01 - In a large pan over medium heat, melt the butter until foaming.
02 - Add the diced onion, green bell pepper, and celery. Cook for 3–4 minutes until vegetables have softened.
03 - Stir in the minced garlic and cook for 1 minute until fragrant.
04 - Sprinkle in the Cajun seasoning and cayenne pepper. Mix, then add the flour and stir to coat the vegetables evenly. Cook for 1–2 minutes, stirring, to eliminate any raw flour taste.
05 - Gradually pour in chicken broth, stirring constantly to prevent lumps from forming.
06 - Stir in the drained diced tomatoes, tomato paste, and bay leaves. Bring to a simmer.

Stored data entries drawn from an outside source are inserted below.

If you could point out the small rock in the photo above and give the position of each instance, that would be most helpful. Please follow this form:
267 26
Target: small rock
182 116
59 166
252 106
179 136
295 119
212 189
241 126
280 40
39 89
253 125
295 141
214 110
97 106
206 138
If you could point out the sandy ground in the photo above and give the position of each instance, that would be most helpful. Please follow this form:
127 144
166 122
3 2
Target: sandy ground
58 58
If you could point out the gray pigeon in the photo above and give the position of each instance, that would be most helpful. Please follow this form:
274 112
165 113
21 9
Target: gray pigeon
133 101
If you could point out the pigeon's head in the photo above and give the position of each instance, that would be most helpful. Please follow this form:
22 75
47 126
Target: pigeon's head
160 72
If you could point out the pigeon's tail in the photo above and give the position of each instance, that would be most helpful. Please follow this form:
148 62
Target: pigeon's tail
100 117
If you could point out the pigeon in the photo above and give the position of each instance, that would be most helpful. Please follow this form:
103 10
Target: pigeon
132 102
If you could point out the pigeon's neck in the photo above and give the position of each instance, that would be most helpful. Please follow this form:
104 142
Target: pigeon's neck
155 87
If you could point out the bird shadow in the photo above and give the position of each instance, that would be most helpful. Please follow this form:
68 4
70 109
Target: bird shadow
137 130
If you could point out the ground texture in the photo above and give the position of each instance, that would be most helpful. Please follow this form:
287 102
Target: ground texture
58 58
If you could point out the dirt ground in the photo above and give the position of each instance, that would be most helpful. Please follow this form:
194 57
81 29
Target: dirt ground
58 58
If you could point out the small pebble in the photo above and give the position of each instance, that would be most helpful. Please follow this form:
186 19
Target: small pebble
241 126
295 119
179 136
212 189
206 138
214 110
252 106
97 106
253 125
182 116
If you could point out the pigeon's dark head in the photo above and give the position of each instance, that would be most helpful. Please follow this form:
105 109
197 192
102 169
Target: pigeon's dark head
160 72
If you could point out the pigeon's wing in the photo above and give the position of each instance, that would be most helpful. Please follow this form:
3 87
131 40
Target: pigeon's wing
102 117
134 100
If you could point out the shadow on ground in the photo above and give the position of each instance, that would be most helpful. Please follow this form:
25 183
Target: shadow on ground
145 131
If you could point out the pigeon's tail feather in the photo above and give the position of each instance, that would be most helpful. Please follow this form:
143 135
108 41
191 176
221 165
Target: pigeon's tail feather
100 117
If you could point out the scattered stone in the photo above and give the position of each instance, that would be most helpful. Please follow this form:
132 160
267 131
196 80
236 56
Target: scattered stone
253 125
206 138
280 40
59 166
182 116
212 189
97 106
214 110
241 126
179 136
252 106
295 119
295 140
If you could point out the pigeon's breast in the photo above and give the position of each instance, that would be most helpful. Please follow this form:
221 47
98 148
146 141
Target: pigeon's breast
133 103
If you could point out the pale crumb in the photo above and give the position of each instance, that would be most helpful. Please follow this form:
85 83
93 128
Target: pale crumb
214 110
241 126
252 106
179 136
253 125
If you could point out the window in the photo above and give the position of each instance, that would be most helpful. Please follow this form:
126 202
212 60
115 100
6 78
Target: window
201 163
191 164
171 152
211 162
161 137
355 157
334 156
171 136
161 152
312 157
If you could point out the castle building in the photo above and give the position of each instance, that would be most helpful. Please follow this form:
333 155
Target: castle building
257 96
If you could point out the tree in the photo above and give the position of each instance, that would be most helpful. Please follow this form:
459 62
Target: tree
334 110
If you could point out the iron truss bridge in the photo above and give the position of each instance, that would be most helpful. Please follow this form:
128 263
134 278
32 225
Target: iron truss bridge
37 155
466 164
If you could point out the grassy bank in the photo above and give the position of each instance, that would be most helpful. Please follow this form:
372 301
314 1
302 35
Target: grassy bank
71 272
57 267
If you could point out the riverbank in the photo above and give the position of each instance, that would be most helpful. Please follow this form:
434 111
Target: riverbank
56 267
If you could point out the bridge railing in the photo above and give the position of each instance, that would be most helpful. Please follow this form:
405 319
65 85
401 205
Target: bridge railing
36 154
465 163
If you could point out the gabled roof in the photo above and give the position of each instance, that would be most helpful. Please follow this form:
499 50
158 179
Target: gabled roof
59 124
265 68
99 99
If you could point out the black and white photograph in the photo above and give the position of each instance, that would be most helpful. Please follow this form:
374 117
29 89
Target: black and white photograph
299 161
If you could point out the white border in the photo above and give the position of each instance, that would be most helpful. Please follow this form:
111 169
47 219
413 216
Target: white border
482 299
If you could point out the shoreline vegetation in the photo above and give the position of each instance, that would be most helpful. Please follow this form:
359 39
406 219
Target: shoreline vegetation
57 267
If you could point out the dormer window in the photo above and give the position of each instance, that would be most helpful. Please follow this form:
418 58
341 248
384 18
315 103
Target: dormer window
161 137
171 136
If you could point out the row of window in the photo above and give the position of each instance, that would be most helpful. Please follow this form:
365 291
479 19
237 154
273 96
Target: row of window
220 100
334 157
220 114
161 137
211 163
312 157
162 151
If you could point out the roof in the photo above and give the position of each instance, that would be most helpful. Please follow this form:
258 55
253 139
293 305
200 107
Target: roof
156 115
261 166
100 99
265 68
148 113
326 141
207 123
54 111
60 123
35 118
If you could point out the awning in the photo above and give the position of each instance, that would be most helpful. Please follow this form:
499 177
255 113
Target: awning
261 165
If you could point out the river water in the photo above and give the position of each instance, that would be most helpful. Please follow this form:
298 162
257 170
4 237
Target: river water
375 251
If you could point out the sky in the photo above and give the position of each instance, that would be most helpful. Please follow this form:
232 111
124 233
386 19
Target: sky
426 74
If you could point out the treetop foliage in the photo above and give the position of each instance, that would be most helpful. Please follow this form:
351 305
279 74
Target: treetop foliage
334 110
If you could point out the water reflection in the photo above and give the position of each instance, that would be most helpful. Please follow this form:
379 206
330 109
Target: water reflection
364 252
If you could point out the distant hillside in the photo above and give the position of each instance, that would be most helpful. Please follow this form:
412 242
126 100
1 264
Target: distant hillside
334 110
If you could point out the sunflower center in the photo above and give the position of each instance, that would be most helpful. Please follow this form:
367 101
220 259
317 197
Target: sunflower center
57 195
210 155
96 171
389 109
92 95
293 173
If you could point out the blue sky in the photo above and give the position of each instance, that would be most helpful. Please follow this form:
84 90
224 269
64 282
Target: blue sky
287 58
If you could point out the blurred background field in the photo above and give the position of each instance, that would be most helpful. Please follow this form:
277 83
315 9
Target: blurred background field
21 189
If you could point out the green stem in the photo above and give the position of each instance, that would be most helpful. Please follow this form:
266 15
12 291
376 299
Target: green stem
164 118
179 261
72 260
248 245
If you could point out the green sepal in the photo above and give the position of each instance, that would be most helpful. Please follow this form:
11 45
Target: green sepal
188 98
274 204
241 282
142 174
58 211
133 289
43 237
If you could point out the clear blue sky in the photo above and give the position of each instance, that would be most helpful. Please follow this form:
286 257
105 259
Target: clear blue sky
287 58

07 - Lower the heat and let simmer for 10 minutes to develop flavors.
08 - Add the shrimp and continue cooking for 5–6 minutes, or until the shrimp turn pink and opaque.
09 - Remove the bay leaves. Stir in the heavy cream and season generously with salt and black pepper to taste.
10 - Spoon the shrimp etouffee over cooked rice and garnish with chopped parsley or green onions before serving.

# Notes:

01 - For optimal texture, avoid overcooking the shrimp to keep them tender and juicy.